You might describe your humble blogger as a Catholic, Aristotelian, Romantic, Neoconservative, Free Market Capitalist, Traditionalist, Patriotic American. I think those philosophies encapsulate my thoughts concerning the final end, the good person, and the good society. Yes, I know that Neoconservative and Traditionalist are considered exclusive, but I don’t fit neatly into either category. Just like how I’m not completely Romantic, but I am more of that philosophy than a Realist. Often, one’s personal philosophy is eclectic. If it’s not, that might indicate insufficient time spent thinking things through.
So, I believe that the ultimate goal is the attainment of the beatific vision in heaven, which is attained by a life lived responding to grace and exercising the theological and cardinal virtues–but with greater weight to the theological.
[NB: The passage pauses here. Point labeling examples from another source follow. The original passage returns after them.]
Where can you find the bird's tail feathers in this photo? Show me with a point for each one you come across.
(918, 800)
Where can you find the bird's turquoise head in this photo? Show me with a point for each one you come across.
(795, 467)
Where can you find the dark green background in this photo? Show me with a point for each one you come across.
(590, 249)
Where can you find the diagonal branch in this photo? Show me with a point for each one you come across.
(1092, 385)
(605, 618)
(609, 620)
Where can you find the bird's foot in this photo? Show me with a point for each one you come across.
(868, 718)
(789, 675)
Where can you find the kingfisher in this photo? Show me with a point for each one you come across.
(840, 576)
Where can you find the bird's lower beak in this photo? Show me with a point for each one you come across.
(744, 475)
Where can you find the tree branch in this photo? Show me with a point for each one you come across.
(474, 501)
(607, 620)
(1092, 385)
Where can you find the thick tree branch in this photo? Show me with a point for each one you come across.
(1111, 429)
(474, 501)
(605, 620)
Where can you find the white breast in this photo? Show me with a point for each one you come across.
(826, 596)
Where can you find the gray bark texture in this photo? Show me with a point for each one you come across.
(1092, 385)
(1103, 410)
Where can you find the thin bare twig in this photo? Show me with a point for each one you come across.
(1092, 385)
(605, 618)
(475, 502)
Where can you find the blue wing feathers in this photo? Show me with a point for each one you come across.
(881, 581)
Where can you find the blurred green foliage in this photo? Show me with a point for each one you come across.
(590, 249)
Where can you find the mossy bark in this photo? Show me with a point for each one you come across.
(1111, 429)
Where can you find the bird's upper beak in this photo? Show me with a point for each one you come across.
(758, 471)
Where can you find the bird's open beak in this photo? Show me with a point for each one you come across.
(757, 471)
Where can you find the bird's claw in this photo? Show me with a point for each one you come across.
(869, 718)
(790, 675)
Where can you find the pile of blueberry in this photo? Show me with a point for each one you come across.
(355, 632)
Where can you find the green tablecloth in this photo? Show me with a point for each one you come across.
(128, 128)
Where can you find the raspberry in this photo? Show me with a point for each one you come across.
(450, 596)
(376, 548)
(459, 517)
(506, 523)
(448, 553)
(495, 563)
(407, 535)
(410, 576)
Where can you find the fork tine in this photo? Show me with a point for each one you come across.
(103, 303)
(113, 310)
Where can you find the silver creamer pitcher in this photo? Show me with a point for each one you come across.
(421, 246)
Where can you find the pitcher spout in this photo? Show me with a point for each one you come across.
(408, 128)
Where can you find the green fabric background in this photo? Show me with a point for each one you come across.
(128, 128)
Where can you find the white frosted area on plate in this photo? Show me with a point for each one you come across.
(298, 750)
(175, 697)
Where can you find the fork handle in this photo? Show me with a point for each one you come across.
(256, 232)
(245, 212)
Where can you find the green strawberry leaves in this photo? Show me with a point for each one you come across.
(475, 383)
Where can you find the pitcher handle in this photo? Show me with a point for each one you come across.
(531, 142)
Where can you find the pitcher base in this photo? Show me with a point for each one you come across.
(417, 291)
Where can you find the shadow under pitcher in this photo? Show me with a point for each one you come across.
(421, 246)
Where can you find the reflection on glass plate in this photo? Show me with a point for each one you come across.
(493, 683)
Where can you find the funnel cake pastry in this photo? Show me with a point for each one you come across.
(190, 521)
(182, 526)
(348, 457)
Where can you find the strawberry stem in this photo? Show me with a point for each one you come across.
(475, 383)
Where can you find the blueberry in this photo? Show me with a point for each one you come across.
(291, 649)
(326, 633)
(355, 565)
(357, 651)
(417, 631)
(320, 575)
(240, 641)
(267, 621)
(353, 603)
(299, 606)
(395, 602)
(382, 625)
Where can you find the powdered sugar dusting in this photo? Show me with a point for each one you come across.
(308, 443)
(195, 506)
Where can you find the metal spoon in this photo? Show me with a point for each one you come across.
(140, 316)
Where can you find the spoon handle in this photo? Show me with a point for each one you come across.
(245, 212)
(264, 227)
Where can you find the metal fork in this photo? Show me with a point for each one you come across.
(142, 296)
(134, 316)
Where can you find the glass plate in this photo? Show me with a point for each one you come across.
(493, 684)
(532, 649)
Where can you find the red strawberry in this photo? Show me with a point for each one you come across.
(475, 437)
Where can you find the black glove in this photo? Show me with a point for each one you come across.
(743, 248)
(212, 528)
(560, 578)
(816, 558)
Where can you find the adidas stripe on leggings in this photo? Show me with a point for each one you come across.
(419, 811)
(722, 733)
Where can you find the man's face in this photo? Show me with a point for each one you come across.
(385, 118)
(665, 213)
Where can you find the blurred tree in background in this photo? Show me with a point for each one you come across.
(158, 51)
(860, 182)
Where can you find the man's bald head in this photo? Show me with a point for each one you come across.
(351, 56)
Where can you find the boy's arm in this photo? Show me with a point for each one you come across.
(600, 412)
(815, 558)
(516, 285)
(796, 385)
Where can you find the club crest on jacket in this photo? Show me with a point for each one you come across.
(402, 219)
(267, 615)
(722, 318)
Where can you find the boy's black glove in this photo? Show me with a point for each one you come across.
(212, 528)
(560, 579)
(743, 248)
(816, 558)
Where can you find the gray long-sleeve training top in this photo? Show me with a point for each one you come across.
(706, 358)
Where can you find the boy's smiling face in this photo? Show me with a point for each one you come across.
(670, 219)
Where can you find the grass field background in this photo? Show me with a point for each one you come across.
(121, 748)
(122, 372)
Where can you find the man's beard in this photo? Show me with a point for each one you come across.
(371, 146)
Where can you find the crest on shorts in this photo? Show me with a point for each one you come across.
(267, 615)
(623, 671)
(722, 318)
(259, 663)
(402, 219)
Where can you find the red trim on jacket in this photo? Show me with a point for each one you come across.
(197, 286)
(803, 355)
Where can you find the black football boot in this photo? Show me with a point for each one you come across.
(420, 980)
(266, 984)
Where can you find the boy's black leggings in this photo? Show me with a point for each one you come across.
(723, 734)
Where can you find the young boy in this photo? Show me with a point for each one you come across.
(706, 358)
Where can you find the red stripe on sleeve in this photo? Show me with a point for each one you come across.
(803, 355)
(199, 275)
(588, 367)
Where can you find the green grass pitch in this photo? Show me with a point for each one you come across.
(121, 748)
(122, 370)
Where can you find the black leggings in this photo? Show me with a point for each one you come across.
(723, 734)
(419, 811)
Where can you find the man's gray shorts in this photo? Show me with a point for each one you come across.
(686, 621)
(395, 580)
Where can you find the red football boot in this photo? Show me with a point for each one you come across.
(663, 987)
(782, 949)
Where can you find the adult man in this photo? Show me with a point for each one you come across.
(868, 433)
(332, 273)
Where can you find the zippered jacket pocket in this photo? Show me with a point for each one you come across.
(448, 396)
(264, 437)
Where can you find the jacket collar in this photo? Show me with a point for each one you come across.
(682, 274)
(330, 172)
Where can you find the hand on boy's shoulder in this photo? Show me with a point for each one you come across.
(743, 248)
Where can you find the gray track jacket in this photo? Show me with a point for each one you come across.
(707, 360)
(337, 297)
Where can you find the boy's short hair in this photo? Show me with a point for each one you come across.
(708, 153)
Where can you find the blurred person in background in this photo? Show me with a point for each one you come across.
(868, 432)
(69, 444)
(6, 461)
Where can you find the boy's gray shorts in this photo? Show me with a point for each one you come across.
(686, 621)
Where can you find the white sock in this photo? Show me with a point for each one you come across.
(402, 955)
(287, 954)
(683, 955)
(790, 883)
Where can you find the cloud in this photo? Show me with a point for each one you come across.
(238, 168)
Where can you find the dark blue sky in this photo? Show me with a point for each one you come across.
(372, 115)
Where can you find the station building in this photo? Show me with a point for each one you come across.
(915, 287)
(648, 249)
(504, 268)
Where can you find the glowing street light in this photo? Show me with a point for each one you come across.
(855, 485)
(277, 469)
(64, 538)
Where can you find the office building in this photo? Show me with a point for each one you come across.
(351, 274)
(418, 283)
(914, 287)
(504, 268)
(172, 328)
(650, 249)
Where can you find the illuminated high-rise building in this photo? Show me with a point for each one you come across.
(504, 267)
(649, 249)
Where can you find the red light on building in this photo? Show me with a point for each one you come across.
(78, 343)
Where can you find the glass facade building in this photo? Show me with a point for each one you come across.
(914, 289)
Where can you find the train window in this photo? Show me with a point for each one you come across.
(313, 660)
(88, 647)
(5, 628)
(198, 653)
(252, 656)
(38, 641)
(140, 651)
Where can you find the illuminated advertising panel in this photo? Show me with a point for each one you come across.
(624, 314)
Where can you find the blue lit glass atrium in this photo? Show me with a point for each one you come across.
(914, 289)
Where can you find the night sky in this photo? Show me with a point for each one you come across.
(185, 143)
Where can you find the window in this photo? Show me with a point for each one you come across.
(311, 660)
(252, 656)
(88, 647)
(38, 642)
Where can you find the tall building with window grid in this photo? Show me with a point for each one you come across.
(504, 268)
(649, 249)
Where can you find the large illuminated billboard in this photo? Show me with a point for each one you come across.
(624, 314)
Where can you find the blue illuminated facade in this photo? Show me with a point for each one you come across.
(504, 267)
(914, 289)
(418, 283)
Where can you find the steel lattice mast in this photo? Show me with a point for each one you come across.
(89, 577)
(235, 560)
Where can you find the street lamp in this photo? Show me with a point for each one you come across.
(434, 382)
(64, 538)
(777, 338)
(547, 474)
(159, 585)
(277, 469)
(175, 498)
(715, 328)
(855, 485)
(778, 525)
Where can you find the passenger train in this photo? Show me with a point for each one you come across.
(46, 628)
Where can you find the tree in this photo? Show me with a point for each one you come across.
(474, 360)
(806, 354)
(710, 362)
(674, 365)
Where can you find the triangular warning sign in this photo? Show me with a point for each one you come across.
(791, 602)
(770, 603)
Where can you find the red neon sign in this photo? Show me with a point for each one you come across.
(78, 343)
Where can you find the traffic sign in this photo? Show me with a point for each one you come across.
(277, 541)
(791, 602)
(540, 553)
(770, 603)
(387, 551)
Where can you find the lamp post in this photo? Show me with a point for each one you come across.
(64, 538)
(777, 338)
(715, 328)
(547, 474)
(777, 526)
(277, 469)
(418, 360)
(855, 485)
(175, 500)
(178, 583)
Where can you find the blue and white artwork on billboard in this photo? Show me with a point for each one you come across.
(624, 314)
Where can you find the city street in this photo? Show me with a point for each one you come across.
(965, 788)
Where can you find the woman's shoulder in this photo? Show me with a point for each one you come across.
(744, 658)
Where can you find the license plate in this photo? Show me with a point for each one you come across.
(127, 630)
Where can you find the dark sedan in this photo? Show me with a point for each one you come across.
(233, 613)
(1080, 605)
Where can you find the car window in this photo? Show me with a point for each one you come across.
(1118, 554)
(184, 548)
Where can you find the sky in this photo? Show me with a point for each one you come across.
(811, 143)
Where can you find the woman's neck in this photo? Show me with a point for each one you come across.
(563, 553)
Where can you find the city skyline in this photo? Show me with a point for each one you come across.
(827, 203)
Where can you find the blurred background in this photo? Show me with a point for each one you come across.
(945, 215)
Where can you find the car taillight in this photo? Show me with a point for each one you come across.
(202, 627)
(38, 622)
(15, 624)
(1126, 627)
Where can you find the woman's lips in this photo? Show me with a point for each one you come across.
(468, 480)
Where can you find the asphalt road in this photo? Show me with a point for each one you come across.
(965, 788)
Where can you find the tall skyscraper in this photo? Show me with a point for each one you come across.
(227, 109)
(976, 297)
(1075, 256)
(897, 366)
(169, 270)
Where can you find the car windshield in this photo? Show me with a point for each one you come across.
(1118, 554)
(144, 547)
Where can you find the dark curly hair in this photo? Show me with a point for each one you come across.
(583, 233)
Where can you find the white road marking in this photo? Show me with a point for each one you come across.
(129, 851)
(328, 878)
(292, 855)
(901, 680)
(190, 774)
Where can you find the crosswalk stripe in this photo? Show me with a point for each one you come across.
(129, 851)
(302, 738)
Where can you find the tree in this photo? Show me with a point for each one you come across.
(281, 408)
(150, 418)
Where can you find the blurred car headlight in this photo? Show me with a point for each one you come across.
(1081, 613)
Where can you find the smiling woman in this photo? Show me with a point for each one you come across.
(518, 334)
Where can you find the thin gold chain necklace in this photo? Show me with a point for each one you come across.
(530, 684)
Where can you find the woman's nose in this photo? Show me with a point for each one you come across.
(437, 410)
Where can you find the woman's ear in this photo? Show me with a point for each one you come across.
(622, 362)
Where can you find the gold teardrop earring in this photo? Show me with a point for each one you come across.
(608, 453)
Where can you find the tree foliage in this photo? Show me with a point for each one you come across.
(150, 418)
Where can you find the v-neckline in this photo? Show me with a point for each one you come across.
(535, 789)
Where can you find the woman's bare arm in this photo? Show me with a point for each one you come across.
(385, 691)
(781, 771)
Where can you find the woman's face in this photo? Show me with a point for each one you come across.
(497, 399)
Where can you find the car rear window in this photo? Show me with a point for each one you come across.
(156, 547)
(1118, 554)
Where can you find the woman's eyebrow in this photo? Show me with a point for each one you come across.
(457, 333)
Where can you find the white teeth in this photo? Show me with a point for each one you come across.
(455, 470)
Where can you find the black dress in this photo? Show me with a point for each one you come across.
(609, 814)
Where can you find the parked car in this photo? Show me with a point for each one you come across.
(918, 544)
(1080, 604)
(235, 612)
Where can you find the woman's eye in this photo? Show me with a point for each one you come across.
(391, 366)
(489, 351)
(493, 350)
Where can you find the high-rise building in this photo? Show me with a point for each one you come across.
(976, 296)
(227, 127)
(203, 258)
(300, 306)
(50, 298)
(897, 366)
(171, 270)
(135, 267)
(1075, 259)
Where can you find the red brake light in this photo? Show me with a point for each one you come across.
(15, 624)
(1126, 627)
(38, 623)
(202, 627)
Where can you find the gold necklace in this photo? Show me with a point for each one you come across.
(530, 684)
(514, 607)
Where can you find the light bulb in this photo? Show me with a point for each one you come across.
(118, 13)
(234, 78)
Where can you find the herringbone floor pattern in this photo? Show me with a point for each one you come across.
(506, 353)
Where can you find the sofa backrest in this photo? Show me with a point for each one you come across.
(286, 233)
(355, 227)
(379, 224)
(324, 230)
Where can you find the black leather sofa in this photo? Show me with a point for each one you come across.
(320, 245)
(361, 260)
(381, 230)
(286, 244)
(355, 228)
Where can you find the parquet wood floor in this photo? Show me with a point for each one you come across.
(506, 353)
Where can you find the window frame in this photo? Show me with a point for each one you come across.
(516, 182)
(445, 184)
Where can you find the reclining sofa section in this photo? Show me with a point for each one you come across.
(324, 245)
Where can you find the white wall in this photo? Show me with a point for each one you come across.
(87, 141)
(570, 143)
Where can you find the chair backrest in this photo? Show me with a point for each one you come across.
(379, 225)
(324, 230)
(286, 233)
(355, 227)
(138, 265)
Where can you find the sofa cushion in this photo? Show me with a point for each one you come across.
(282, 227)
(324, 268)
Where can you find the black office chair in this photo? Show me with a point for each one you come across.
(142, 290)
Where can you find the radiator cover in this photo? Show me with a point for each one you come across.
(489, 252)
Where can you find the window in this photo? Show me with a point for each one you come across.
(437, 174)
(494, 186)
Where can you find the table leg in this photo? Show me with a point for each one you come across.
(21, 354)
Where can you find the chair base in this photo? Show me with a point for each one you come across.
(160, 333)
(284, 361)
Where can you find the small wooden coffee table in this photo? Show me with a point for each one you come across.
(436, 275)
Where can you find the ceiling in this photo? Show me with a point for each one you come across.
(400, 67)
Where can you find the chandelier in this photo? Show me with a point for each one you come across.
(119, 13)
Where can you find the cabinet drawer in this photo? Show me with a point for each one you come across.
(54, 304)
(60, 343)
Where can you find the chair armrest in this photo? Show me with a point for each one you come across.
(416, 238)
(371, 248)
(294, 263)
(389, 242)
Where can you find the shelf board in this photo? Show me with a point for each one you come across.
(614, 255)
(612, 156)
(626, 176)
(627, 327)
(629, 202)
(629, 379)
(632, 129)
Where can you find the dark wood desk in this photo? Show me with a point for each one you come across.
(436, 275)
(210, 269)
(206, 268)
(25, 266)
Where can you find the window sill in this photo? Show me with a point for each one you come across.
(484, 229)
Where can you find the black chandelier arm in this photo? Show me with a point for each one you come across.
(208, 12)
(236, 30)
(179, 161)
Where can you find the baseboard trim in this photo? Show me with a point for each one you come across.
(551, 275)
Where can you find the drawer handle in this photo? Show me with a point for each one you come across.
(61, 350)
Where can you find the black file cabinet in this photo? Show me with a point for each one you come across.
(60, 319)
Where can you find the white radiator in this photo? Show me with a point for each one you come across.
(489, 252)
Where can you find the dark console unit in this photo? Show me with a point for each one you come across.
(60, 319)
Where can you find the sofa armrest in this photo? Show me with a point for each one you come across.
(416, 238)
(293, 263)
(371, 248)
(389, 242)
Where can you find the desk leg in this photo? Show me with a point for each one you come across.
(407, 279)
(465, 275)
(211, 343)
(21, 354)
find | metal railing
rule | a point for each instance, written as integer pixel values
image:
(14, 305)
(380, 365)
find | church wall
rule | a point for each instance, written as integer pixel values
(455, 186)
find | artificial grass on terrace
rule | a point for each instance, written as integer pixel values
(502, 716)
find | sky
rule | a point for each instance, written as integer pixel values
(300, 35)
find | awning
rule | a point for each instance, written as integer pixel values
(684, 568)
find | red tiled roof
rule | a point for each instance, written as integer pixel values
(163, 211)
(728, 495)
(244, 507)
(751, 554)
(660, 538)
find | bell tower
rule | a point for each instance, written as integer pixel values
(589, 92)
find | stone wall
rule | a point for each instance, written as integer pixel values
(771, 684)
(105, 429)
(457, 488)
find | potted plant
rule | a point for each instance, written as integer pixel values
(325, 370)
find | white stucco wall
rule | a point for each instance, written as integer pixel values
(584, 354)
To that end, one must “give to God what is God’s and to Caesar what is Caesar’s.” One owes loyalty to the Church and one’s country. It’s better if the Church influences moral laws made by the state, but not to be heavy handed: the punishment of certain sins should be left to God. The state ought to set rules for fairness in commerce and to prevent crime, but the state’s power should be limited for the sake of ordered liberty. To further American interests, countries abroad should be encouraged and assisted in creating governments espousing liberty, preferably constitutional republics or constitutional monarchies. (Either one possesses the Aristotelian concept of mixed government.) The best models for human behavior are found in the saint and the knight or the lady, with Our Lord and Our Lady as the highest exemplars combining the best of both in themselves. In general, the moral vision provided by medieval culture is far superior to morals advanced in latter centuries, and moral progress can be measured in terms of a people’s progress in chivalry and sanctity. One for all, and all for one!
That’s my example of a personal philosophy. Go forth and discover your own!